None Above the Law ends losing streak at Los Alamitos
CYPRESS — Opening day for thoroughbreds at Los Alamitos was an overdue day in the sun for one 6-year-old gelding.
None Above the Law came into the $100,000 Bertrando Stakes on a warm Saturday afternoon with a 19-race losing streak that stretched back nearly three years and included a last-place finish in this race in 2023.
Sent off as the 9-1 longshot in a field of four California-breds, None Above the Law and jockey Antonio Fresu sat far behind the front-runners and took advantage when they tired, winning by three-quarters of a length.
Love Sick Blues finished second, well clear of Don’t Fight the Fed and odds-on favorite Cowboy Mike. None Above the Law paid $20 to win. He covered the mile in a moderate 1:35.76.
“I never lost faith,” said trainer Jorge Periban, who saddled None Above the Law for the fifth time since claiming the horse for $50,000 from trainer Peter Miller at Santa Anita in February. “I checked all the records, and I said, ‘This guy’s got a lot of talent.’ I had a good feeling.
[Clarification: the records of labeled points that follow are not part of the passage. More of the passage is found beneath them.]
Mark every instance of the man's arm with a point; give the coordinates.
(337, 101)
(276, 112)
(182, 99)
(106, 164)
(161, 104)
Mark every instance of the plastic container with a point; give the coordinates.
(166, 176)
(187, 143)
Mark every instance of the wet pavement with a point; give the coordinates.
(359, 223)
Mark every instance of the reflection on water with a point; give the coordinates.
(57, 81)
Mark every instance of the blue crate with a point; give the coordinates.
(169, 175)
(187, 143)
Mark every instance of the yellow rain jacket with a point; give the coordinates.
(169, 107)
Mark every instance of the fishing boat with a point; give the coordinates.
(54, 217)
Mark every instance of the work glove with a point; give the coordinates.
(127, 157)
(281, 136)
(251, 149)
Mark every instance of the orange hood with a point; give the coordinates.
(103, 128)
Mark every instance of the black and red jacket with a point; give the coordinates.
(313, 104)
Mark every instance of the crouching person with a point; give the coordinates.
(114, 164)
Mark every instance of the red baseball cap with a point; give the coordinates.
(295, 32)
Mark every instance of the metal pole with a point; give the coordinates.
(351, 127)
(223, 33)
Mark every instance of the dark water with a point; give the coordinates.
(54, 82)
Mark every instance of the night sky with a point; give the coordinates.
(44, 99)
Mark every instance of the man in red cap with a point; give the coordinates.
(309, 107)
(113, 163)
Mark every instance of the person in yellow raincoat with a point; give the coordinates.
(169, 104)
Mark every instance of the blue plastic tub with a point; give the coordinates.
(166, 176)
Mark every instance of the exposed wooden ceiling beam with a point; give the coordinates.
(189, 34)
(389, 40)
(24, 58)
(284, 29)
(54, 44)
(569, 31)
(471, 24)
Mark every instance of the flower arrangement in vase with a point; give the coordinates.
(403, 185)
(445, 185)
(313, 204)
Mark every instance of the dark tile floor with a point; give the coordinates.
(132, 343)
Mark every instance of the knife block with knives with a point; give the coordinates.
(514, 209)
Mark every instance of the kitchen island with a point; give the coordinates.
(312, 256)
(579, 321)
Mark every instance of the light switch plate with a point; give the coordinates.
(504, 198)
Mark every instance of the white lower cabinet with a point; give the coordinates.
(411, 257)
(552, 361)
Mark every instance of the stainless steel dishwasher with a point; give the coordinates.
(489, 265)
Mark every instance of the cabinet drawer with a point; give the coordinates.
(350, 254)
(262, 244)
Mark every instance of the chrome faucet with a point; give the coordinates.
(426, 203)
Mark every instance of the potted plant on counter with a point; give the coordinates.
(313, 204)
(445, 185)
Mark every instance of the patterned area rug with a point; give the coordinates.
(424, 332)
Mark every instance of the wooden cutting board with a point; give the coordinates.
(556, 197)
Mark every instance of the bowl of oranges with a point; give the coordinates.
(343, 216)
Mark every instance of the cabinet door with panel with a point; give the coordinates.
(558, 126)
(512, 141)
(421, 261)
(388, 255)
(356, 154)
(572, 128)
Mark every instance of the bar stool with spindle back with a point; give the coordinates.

“Sometimes when you work hard, they come in.”
None Above the Law, a gray son of Karakontie who’s now owned by Hector Castrellon, has enough talent that his last win before this came in the Sept. 4, 2021 Del Mar Derby, a Grade II race.
Lately he had been running against better horses than he faced Saturday, being well-beaten in recent months by The Chosen Vron, Kings River Knight, Judge Miller, Johnny Podres and Mr Fisk.
Entering a softer race gave Periban hope. So did a fast, 58 2/5-second workout at Santa Anita since None Above the Law’s last race.
“He never did that before,” Periban said. “It surprised me.”
Periban won with two of the three horses he entered on the nine-race card on the first of eight thoroughbred racing days at Los Alamitos.
Fresu won with both of his mounts.
“I let him get into a rhythm down the backstretch,” Fresu said of None Above the Law. “Then I swung him out for the stretch, and he showed his class.”
Cowboy Mike’s last-place finish disappointed betters who made the 4-year-old gelding a 9-10 favorite in the field reduced by the scratches of Tom Horn and Dick Best.
But Cowboy Mike’s trainer, Bob Baffert, did have a win with Dothraki, a 3-year-old son of Into Mischief and Vanquished making his racing debut. Dothraki and Kyle Frey fought to a neck victory at 2-5 odds in a 6 1/2-furlong maiden race. Dothraki was vanned off and reported to have bled.